主要国政府は首脳会議(サミット)などの場で毎度のように、「テロとの戦い」に向け結束を訴える。しかしテロの撲滅にはつながりそうにない。政治家や官僚にとって「テロとの戦い」とは、他の大義名分と同じく、権力闘争や利権確保の口実にすぎないからである。

青山弘之『シリア情勢』(岩波新書)によれば、「今世紀最悪の人道危機」と言われ、多数の難民を生み出す中東のシリア内戦は、「内戦」と呼ぶのは必ずしも適切でない。米露をはじめとする諸外国が軍事干渉を繰り返し、シリアの人々に代わって同国の行方を決定する存在となってしまったからだ。干渉の名目として掲げられるのが「テロとの戦い」である。

米国が主導する有志連合は2014年8月から9月にかけて、イスラム過激派「イスラム国」を殲滅するとして、イラク、シリア領内で空爆を開始した。しかし欧米諸国は最初からイスラム国に対し厳しい姿勢で臨んだわけではない。イスラム国は前年からアサド政権に対抗し活発に活動していたが、同政権を退陣に追い込みたい欧米諸国はこれを黙認した。
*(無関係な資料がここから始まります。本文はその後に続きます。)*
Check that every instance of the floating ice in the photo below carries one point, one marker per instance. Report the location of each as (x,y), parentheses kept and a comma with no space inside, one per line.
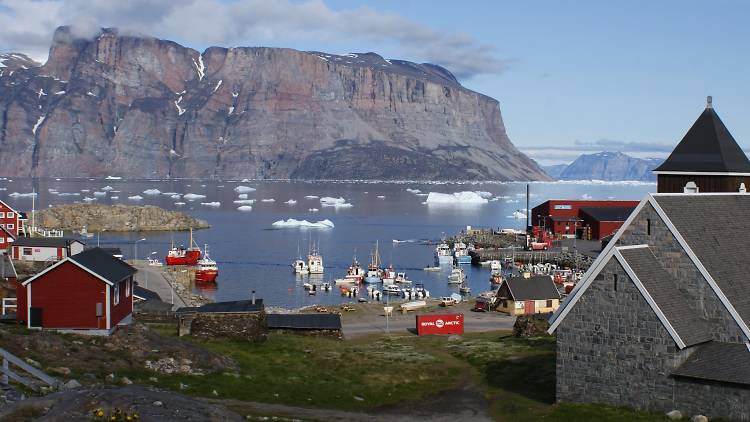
(22,195)
(244,189)
(323,224)
(458,198)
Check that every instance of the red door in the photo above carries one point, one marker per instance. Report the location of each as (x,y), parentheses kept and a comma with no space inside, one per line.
(528,307)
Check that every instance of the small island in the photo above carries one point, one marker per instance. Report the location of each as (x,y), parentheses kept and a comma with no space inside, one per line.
(115,218)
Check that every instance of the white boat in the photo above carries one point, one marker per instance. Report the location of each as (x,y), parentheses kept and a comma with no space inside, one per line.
(389,275)
(457,276)
(391,289)
(402,279)
(461,253)
(374,273)
(443,254)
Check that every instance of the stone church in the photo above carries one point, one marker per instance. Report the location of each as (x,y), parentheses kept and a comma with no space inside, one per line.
(661,320)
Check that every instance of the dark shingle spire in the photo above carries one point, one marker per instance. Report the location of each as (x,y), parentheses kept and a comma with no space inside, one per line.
(707,147)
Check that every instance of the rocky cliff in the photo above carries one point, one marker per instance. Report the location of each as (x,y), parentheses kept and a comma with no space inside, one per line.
(119,218)
(136,106)
(610,166)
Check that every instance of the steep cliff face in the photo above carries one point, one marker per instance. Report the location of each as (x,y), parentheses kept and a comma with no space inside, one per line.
(144,107)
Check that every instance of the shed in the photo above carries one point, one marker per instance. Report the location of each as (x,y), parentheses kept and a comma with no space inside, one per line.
(90,292)
(528,295)
(45,249)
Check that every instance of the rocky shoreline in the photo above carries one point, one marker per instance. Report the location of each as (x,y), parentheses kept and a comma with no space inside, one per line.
(117,218)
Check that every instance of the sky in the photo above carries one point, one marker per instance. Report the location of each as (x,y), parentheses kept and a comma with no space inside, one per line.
(571,77)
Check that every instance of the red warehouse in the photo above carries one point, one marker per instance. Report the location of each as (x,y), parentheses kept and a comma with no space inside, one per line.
(43,249)
(563,217)
(11,219)
(88,293)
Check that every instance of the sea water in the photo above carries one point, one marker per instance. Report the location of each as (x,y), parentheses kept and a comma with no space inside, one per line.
(254,255)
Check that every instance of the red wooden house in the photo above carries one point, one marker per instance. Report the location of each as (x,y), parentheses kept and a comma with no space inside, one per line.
(11,219)
(89,293)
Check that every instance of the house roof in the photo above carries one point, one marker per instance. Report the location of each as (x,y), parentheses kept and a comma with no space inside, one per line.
(608,213)
(104,264)
(239,306)
(7,269)
(707,147)
(716,361)
(715,228)
(50,242)
(538,287)
(304,321)
(662,288)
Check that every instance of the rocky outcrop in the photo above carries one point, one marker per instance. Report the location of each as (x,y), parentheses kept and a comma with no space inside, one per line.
(610,166)
(142,107)
(98,218)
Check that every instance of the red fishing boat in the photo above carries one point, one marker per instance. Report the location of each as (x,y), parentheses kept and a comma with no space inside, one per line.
(207,270)
(180,255)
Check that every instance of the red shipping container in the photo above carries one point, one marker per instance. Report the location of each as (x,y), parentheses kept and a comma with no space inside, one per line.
(440,324)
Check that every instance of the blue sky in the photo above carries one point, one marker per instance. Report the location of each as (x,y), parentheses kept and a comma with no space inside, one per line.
(571,77)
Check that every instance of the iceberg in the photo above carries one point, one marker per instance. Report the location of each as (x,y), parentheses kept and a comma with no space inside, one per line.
(458,198)
(322,224)
(244,189)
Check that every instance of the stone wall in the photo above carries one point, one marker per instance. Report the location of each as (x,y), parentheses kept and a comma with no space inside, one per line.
(612,348)
(238,326)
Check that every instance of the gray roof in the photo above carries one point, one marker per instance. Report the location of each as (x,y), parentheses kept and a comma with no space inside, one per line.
(538,287)
(6,267)
(716,361)
(104,264)
(238,306)
(52,242)
(304,321)
(663,289)
(707,147)
(715,227)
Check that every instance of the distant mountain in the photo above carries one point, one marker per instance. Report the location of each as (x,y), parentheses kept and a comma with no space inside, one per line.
(607,166)
(137,106)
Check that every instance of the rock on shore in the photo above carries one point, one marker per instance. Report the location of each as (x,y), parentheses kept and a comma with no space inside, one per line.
(99,217)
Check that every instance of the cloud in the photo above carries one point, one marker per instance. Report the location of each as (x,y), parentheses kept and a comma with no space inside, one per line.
(28,26)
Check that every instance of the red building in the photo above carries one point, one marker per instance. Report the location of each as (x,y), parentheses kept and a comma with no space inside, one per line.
(11,219)
(563,217)
(89,293)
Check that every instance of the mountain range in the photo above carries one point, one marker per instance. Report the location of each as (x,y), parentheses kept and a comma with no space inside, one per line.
(138,106)
(612,166)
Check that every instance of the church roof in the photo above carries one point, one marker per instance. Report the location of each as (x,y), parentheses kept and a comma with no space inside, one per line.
(707,147)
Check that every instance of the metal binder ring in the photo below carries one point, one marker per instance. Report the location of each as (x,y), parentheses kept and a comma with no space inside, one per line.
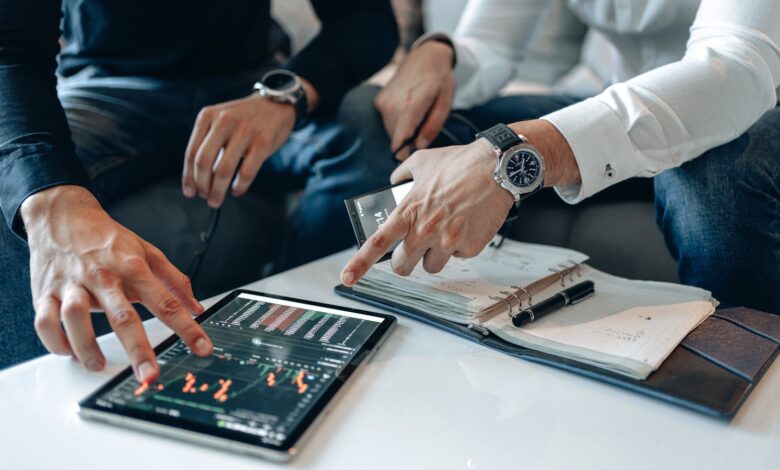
(526,292)
(570,270)
(508,303)
(519,302)
(563,284)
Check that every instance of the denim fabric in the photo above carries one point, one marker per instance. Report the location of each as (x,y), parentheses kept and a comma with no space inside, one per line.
(720,216)
(720,213)
(132,132)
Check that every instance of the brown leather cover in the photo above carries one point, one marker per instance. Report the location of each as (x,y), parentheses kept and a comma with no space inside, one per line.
(712,371)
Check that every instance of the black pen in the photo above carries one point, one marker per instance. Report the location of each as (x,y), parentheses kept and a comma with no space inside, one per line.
(572,295)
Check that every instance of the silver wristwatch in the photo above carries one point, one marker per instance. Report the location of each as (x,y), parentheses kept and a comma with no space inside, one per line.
(283,86)
(519,165)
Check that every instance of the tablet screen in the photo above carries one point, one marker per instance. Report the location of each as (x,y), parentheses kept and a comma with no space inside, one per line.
(273,361)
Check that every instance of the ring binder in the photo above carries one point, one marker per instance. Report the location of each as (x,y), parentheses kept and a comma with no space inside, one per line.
(526,292)
(560,274)
(506,301)
(519,302)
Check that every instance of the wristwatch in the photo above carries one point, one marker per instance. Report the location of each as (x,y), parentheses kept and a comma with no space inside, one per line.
(519,165)
(283,86)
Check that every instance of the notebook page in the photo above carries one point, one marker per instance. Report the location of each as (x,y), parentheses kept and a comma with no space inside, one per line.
(627,326)
(476,280)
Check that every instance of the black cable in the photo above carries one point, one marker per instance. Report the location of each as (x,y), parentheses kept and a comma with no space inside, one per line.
(205,238)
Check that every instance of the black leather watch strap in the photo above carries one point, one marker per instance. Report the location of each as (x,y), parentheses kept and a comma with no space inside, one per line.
(501,136)
(301,110)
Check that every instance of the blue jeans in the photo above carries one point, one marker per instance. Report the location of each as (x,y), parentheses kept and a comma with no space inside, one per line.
(131,132)
(720,216)
(719,213)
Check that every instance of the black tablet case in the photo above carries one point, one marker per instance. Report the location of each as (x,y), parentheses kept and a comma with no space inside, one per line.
(712,371)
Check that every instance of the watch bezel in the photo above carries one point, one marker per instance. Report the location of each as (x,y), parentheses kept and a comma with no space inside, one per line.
(289,94)
(506,182)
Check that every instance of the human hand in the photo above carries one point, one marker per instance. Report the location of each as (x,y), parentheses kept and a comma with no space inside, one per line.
(455,206)
(454,209)
(246,132)
(82,260)
(418,97)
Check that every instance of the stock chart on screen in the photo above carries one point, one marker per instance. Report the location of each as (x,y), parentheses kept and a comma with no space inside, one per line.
(271,362)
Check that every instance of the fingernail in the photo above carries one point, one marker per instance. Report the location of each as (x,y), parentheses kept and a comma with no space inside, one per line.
(203,346)
(94,364)
(146,371)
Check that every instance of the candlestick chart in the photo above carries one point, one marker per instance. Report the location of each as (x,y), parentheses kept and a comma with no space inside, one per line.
(271,362)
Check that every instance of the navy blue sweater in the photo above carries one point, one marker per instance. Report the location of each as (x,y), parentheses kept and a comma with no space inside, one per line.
(161,38)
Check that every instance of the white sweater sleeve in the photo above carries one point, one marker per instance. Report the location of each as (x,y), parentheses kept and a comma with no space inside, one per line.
(726,81)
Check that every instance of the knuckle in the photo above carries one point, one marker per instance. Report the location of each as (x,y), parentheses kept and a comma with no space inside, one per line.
(44,322)
(138,351)
(135,266)
(201,163)
(101,274)
(224,118)
(471,250)
(223,172)
(168,308)
(431,267)
(246,173)
(378,242)
(123,318)
(205,114)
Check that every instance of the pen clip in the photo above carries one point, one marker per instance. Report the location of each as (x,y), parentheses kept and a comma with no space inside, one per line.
(574,302)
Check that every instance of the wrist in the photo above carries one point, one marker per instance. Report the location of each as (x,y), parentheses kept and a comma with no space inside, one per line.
(42,204)
(486,159)
(560,165)
(438,53)
(442,43)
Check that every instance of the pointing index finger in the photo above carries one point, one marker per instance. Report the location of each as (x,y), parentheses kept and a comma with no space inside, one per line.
(375,248)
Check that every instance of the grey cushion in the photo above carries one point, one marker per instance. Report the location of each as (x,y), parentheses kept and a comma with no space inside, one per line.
(616,229)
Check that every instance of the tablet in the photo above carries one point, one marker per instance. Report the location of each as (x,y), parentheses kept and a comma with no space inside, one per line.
(277,364)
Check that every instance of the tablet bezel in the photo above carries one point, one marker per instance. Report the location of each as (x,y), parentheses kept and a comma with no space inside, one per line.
(88,407)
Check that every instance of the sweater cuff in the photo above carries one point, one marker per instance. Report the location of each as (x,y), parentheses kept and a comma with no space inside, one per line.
(604,153)
(29,169)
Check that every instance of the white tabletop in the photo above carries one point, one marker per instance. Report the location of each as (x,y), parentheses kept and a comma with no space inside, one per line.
(427,400)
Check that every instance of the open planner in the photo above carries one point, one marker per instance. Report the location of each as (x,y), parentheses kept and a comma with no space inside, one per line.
(629,332)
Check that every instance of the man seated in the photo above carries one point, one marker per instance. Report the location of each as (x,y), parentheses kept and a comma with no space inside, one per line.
(135,75)
(689,94)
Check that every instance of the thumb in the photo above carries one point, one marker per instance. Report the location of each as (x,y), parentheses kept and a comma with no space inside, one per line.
(403,172)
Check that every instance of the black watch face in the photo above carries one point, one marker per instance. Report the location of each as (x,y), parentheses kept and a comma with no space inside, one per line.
(523,168)
(279,81)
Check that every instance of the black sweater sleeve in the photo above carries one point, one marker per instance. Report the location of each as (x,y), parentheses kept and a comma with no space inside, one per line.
(36,151)
(357,38)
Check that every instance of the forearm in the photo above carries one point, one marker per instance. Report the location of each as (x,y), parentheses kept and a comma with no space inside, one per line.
(560,165)
(355,41)
(663,118)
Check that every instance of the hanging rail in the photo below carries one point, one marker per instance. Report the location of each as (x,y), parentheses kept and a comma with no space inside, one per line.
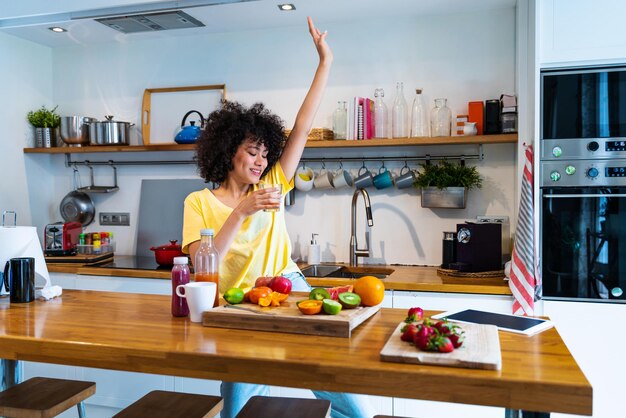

欧米諸国がイスラム国への対処に本腰を入れたのは、イスラム国がシリアからイラクへと勢力を拡大し、2014年6月に北部の都市モスルを制圧して以降だった。欧米諸国への石油の主要な供給地の一つであるイラクをめぐる経済安全保障が脅かされるに至り、ようやく腰を上げたのである。

米国はイスラム過激派以外の武装集団を「穏健な反体制派」と呼び、イスラム国と戦うよう積極支援した。ところがこの「穏健な反体制派」は、戦う相手であるはずのイスラム過激派と共闘関係にあった。

たとえば、米中央情報局(CIA)はヨルダンやシリア国内での「穏健な反体制派」への軍事教練を極秘で敢行し、ハック旅団、第十三師団、山地の鷹旅団といった組織を支援した。しかしこれらの勢力はイスラム過激派と共闘関係にあった。

「穏健な反体制派」支援は、「テロとの戦い」を根拠として正当化されていた。だが米国が支援した勢力はイスラム過激派と表裏一体の関係をなしていた。米国の政策は「テロとの戦い」のためにテロ組織を支援するという「マッチポンプ」だったと、青山は批判する。

先頃、イスラム国は有志連合が支援するイラク軍にモスルを奪還され、最高指導者バグダディが死亡したと報じられた。しかしもしイスラム国が滅びても、テロの脅威は消えない。むしろ欧米が支援した「穏健な反体制派」から新たな脅威が生まれる恐れがある。かつてCIAがソ連に対抗するためアフガニスタンで育てたムジャヒディン(イスラム聖戦士)が、テロ組織アルカイダになったようにである。